Anti-inflammatory effects of butadiene Diels-Alder adducts to some 1-dehydroglucocorticoids in rats.

Eur J Pharm Sci 2004 Apr;21(5):575-9

Department of Pharmacology & Toxicology, Tehran University of Medical Sciences, PO Box 14155-6451, Tehran, Iran.

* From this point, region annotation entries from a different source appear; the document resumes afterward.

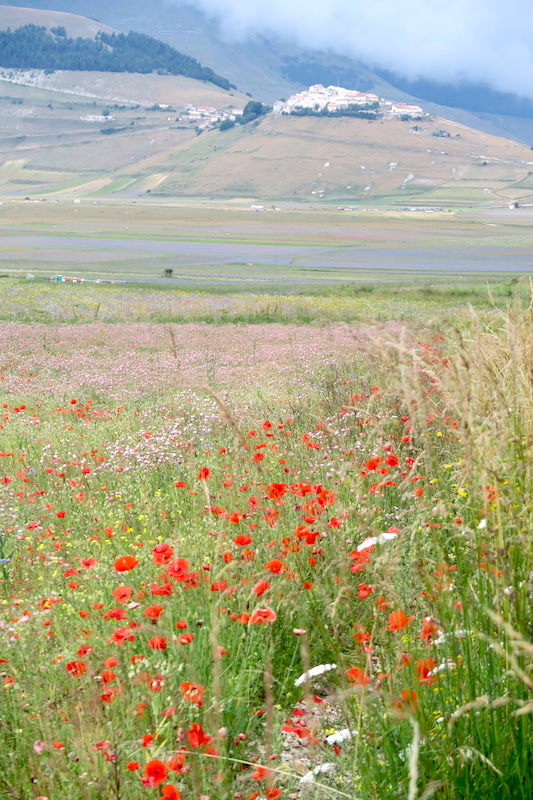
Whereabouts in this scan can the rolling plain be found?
[0,47,533,800]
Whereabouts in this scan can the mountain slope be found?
[0,88,533,207]
[0,4,117,39]
[0,0,533,145]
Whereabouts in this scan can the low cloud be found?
[182,0,533,97]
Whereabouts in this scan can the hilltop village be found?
[179,83,428,130]
[273,83,427,119]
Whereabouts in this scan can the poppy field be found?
[0,298,533,800]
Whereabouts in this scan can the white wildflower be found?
[356,533,398,552]
[428,661,457,675]
[433,629,470,644]
[326,728,357,744]
[294,664,337,686]
[300,762,334,783]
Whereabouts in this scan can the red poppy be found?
[265,558,283,575]
[143,759,168,786]
[152,542,174,564]
[388,611,414,631]
[416,658,437,684]
[233,533,252,547]
[346,667,370,686]
[252,581,270,597]
[144,605,165,620]
[115,556,139,572]
[66,661,87,678]
[268,483,287,500]
[167,753,185,772]
[148,636,167,650]
[112,586,133,603]
[180,681,205,706]
[159,783,181,800]
[187,722,213,747]
[249,606,277,625]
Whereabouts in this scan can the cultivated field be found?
[0,270,533,800]
[0,197,533,284]
[0,70,533,207]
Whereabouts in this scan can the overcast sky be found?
[183,0,533,97]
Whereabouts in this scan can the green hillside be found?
[0,24,234,89]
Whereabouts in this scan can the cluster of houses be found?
[273,83,424,117]
[178,103,244,130]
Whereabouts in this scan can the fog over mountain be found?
[184,0,533,98]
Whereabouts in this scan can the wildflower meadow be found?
[0,296,533,800]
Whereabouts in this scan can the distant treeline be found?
[283,103,382,119]
[0,25,236,89]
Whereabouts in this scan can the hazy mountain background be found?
[0,0,533,145]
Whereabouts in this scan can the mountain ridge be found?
[0,0,533,145]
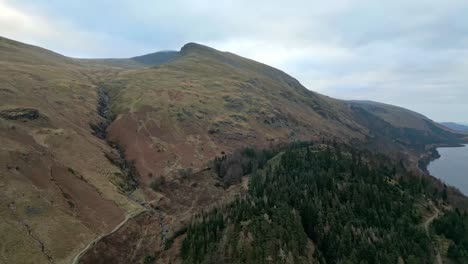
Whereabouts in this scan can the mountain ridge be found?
[0,35,463,263]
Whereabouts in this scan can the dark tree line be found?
[181,144,433,263]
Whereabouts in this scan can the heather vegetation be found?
[181,144,434,263]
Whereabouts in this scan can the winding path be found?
[72,209,148,264]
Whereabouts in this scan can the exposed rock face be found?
[0,108,39,121]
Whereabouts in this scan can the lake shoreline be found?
[421,144,468,197]
[418,142,468,176]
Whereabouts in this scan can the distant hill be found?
[0,38,468,263]
[441,122,468,132]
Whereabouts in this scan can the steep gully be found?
[423,200,443,264]
[72,87,170,264]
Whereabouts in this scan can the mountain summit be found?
[0,38,466,263]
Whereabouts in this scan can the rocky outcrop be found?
[0,108,39,121]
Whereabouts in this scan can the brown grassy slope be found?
[0,38,464,263]
[0,38,141,263]
[101,44,365,186]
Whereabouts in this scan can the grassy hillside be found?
[441,122,468,132]
[0,38,138,263]
[0,35,461,263]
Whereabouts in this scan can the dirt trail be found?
[72,209,148,264]
[423,201,443,264]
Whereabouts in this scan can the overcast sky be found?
[0,0,468,123]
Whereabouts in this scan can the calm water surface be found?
[427,145,468,196]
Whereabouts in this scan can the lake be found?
[427,145,468,196]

Three compounds (C1, C2 and C3) were synthesized by reacting dexamethasone as a strong anti-inflammatory drug or prednisolone as a moderate one with 1,3-butadiene under Diels-Alder reaction conditions to produce pentacyclic compounds. The structures of C1 [(11 beta,16 alpha,17 alpha)-9 alpha-fluoro-11,17,21-trihydroxy-16-methyl pregna [1 alpha,2 beta]-cyclohex 3',4-diene, 3,20-dione], C2 [(11 beta,16 alpha,17 alpha)-9 alpha-fluoro-11,17,21-trihydroxy-16-methyl pregna [1 alpha,2 alpha]-cyclohex 3',4-diene, 3,20-dione], and C3 [(11 beta,17 alpha)-11,17,21-trihydroxy-pregna [1 alpha,2 alpha]-cyclohex 3',4-diene, 3,20-dione] were concluded based on GC-mass and 1H NMR spectroscopic data. The compounds were used to evaluate the effect of introducing extra ring in the structure of the above drugs on their anti-inflammatory behavior. The potencies of the three compounds were compared with that of the mother drugs by the rat hind paw edema test. The results indicate a decrease in C1 potency, expressed as percentage of inflammation inhibition (16.5% versus 24.3% for Dex) or loss of C2 potency (2.0% versus 24.3% for Dex) in dexamethasone adducts. On the other hand, although the prednisolone adduct C3 lost potency too (3.95% versus 26.3% for Pred), but instead it lowered significantly the prednisolone potency on subsequent administration before prednisolone (C3+Pred) (1.30% versus 17.10% for Pred). When prednisolone was administered in equal doses after C3 (10mg/kg), it restored about 60% of its activity. This observation indicates that C3 still retain affinity toward GR without eliciting subsequent events. In other words it has anti prednisolone effect, i.e. anti-glucocorticoid property.